TEMPO.CO, Jakarta - Otoritas Jasa Keuangan (OJK) menggandeng Bank Indonesia dan Mahkamah Agung untuk melatih para hakim perihal kebanksentralan dan jasa keuangan. "Kerja sama ini untuk mengantisipasi semakin kompleksnya industri jasa keuangan," kata Ketua Dewan Komisioner OJK Muliaman Hadad di Hotel Borobudur Jakarta, Senin, 22 Februari 2016.
Muliaman mengatakan interkoneksi antarjasa keuangan hingga saat ini semakin tinggi. Ia menyebut sudah ada sedikitnya 50 grup konglomerasi lintas sektoral di jasa keuangan. Baik itu lintas sektoral di perbankan maupun pasar modal.
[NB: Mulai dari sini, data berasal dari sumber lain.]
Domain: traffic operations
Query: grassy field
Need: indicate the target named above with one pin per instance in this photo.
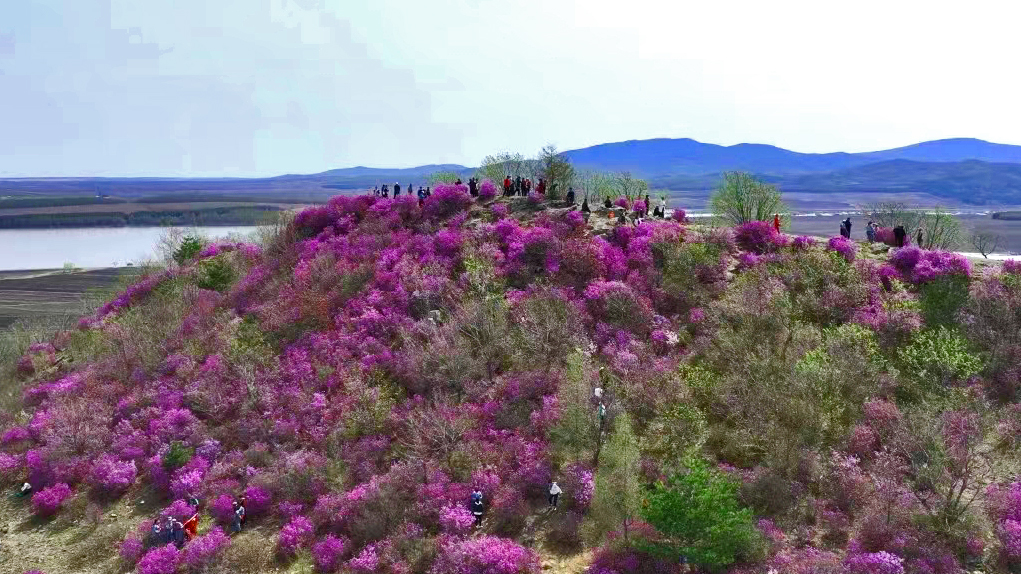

Kondisi itu mengakibatkan persaingan makin ketat sehingga berpotensi menimbulkan moral hazard.
Muliaman menilai para hakim harus profesional dalam memeriksa dan mengadili perkara yang berkaitan dengan perbankan dan jasa keuangan. Munculnya penawaran investasi ilegal akan merugikan masyarakat. Hakim perlu memiliki pengetahuan untuk menangani perkara tersebut.
Baca: Turunkan Suku Bunga Perlahan, Bukti BI Sulit Diintervensi
OJK saat ini juga telah membentuk satuan tugas waspada investasi. Satuan tugas itu melibatkan kepolisian, kejaksaan, pengawas pasar modal, dan beberapa kementerian, seperti perdagangan. Sebab, OJK fokus pada perlindungan konsumen. "Izin investasi harus dikeluarkan OJK secara resmi."
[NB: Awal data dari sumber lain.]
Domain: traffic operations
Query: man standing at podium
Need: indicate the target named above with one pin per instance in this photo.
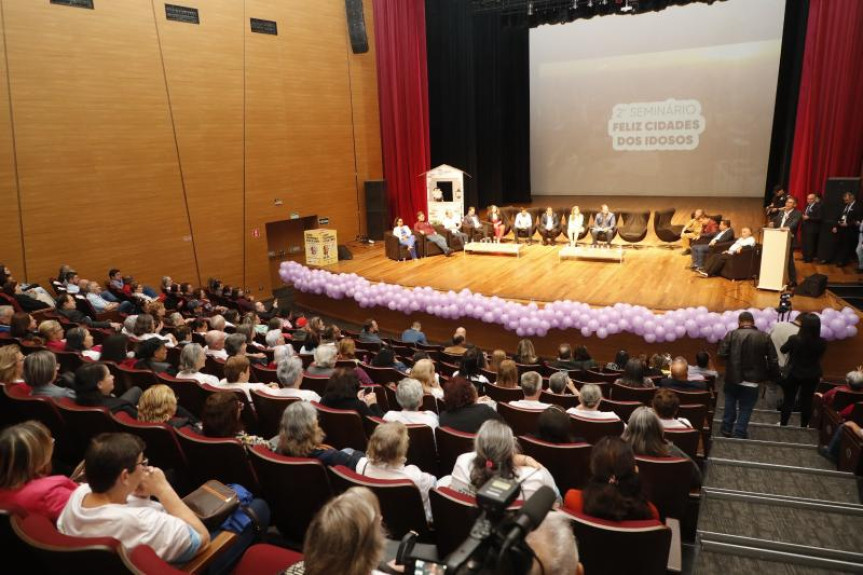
(788, 218)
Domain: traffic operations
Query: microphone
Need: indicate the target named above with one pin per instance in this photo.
(530, 515)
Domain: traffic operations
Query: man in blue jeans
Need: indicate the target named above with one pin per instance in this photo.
(750, 359)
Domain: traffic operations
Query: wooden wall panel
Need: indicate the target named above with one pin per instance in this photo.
(299, 135)
(97, 162)
(367, 118)
(11, 249)
(204, 71)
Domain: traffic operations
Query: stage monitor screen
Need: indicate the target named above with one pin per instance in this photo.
(672, 103)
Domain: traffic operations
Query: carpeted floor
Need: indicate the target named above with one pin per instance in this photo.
(777, 522)
(785, 482)
(777, 453)
(712, 563)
Gubernur BI Agus Martowardojo berujar kerja sama dengan MA sudah berlangsung selama 14 tahun. Independensi masing-masing lembaga, yaitu BI, OJK, dan MA, tetap harus dijaga. Selain itu, pejabat yang menangani perkara perlu mendapat perlindungan hukum asalkan penanganan dilakukan secara akuntabilitas. "Harus didukung dengan orang-orang kompeten karena kalau tidak akan menimbulkan moral hazard," katanya.
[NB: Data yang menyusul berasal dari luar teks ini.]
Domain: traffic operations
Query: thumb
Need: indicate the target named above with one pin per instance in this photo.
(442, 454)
Ketua MA Muhammad Hatta Ali berharap materi pelatihan yang diberikan selalu diperbarui, termasuk metode pembelajaran. Ia menilai materi soal mata uang perlu didalami mengingat pentingnya dampak penyalahgunaan mata uang. "Galilah pengetahuan dari para narasumber sebanyak-banyaknya," katanya.